The stamp duty of 0.005 per cent will be applicable on all purchase transactions including systematic investment plans (SIPs), lumpsums, dividends reinvested and switch-ins.
Apart from purchase transactions, transfer of units from one demat to another demat account including market or off-market transfers will attract stamp duty of 0.015 per cent.
However, no such duty is applicable on redemption or sale of units.
Amit Jain, co-founder and CEO at Ashika Wealth Advisors said levy of stamp duty will hardly impact mutual fund investors as it is too low to have any significance.

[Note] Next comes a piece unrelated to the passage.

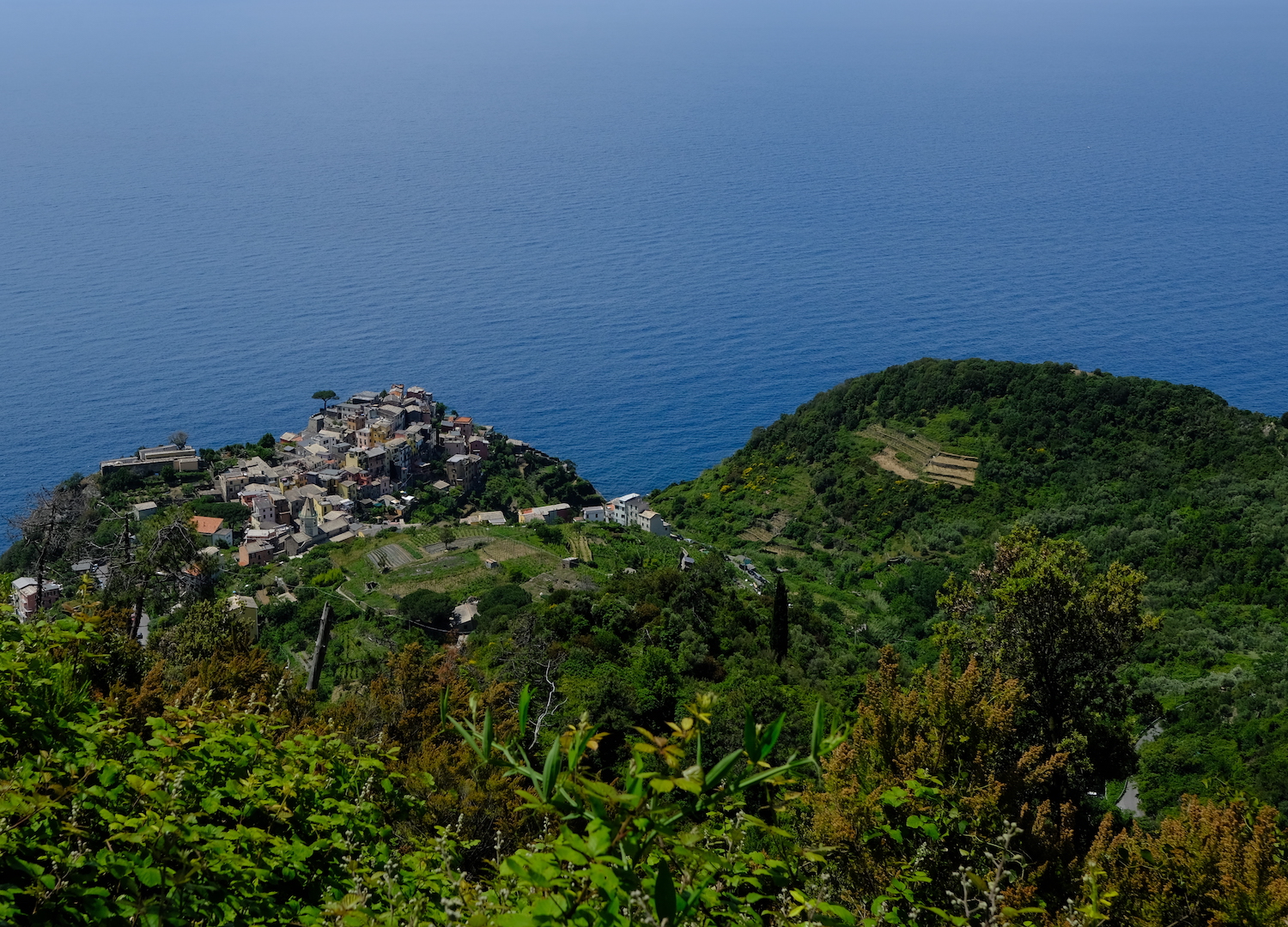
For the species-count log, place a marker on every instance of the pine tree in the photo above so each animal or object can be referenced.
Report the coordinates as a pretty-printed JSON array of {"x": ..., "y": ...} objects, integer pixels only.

“It will have little to no impact on retail investors. It does not really impact retail investors unless they invest several crores of rupees for less than 3 months. However, corporate investors investing several crores and also investing for few days to a month in categories such as overnight funds may see some impact,”said Vidya Bala, co-founder of Primeinvestor.
“What investors need to be aware of though is like the period of exit load, a small sum will be deducted from their investments, before units are allotted,” she added.
However, Jimmy Patel, CEO at Quantum Mutual Fund said the stamp duty charge will have impact on investors investing in mutual funds. Now, they will be allotted units after deducting the stamp duty.
The impact will depend on the holding period and a long-term investor will have minimal impact, said Omkeshwar Singh, who is head RankMF at Samco Securities.
Prateek Mehta, co-founder of Scripbox, said the stamp duty will be applicable on both debt as well as equity funds. It is a one-time charge and its impact will be felt only by very short-term investors as the annualised impact over the short term is higher.
“For mid to long-term investors across mutual fund instruments, there will not be any material impact,” he added.
Since fresh purchases would attract stamp duty each time, he advised investors to not rejig their portfolio frequently so as to avoid the impact of stamp duty.
Explaining about allotment of mutual fund units, Bala said units will be allotted only after deducting stamp duty. For example, an investor will suffer Rs 5 for every Rs 1 lakh. So, for an investment of Rs 1 lakh, units will be allotted on Rs 99,995.
Stamp duty charge is due to an amendment in the Indian Stamp Act, 1899 by Finance Act 2019. It requires collection of stamp duty on all securities market instruments, including mutual funds. It was originally to be effective from January 9 , but the government later postponed it to be effective from July 1.